Since the Ordway Research Area was established in 1967, there have been several other Macalester faculty members living on the grounds. Perhaps the most famous was Richard Christman, who lived alone at Ordway during the 70s and 80s, served as a resident naturalist for over 15 years. Anderson mentioned that he was such a naturalist, he would actually allow wasp nests to build up in his home, and then simply live among the wasps. This modern day Thoreau also hosted hundreds of visiting groups per year, and worked extensively with bird banding – he successfully recorded over 40,000 individual birds.

Despite its intriguing past, beautiful landscape, and isolation, there hasn’t been much focus on Ordway recently. Anderson thinks it’s because a lot of students not involved with biology just don’t know about the place. He made it clear that the grounds are open to anyone with a desire to explore them. “Anybody is welcome to come out here,” he said. “Just give me a call and tell me what you want to do.”

Anderson also mentioned that the grounds aren’t strictly for research purposes – they can be used for recreation as well. He even mentioned 20 pairs of snowshoes that are available for student use. His theory is that even when students go out there just to camp and spend time with friends, they’re still learning simply by their exposure to such natural surroundings. “When you spend any time in nature at all, it’s not purely recreational,” he said. “It’s very educational, and you learn simply by coming out and looking around, and thinking about questions like Why is this here?' orWhy does this look like that?'”

Although designed for the biology department, Anderson said that there were all sorts of opportunities at Ordway for other departments that could be taken advantage of. Among the possibilities he mentioned are weekend writing retreats in English classes, with the hope that the beautiful surroundings could inspire poetry and other literature, or Geography students coming out to map the different vegetation found at Ordway.

In addition to just going out and enjoying the wilderness away from the Twin Cities, there are volunteer opportunities available at Ordway. Anderson says that they’re mostly for help restoring trails and keeping the place up, although because its use has been minimal recently, there isn’t a whole lot that can be done.
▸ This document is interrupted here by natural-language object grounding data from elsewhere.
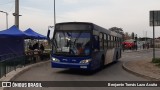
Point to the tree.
(118, 30)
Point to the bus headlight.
(85, 61)
(55, 60)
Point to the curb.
(139, 74)
(14, 74)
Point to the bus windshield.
(72, 43)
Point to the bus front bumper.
(71, 65)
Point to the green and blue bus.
(84, 45)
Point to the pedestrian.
(42, 48)
(41, 53)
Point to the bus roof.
(93, 26)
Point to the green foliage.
(156, 60)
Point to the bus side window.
(96, 43)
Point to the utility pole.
(54, 12)
(16, 14)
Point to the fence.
(10, 62)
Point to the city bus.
(84, 45)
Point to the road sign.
(155, 17)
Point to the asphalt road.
(112, 72)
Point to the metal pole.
(54, 12)
(153, 37)
(17, 13)
(7, 20)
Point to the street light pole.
(54, 12)
(6, 18)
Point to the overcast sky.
(131, 15)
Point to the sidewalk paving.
(13, 74)
(143, 68)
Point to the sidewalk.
(13, 74)
(143, 68)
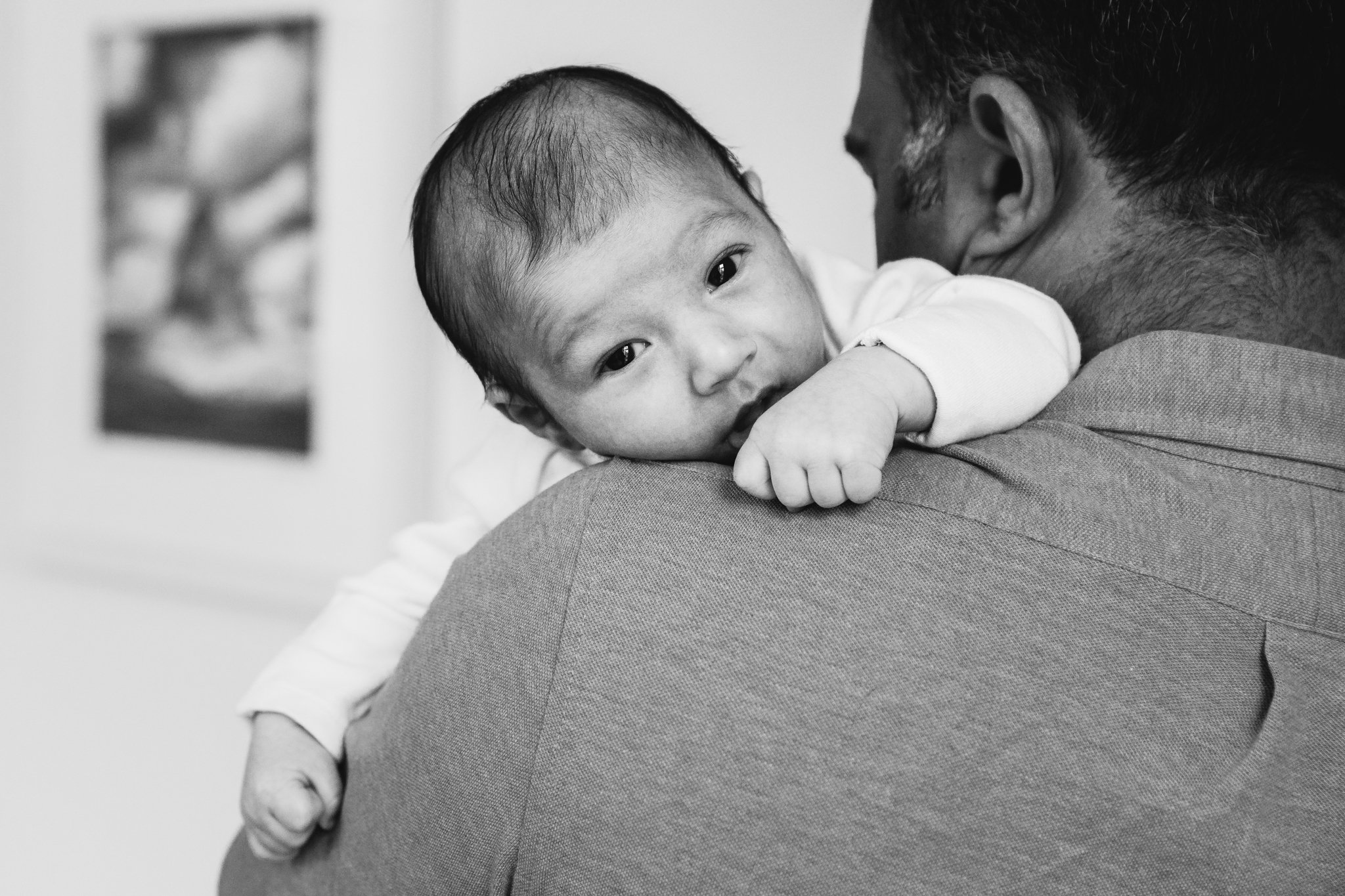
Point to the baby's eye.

The Ordway Study Area has the potential to be an incredibly beneficial facility for the Macalester community, but Anderson is worried that as of late, it isn’t being taken advantage of. Perhaps there hasn’t been enough promoting of opportunities available out there this year, or maybe students have just been too busy. Anderson said that it’s up to the students to bring out the best of Ordway. “There’s a lot of potential percolating beneath the surface, but nothing has materialized,” he said.

By going out to Ordway for research or recreation, its potential can become reality. It’s up to us to expose it and enjoy it, and we’ll probably learn something or other along the way. Even those of us who couldn’t stand high school biology or could care less about our ecosystem can benefit from it, and can help the cause. “It’d be really great to see some more student use,” Anderson said. “It’s such a great resource. There’s so much that can be done.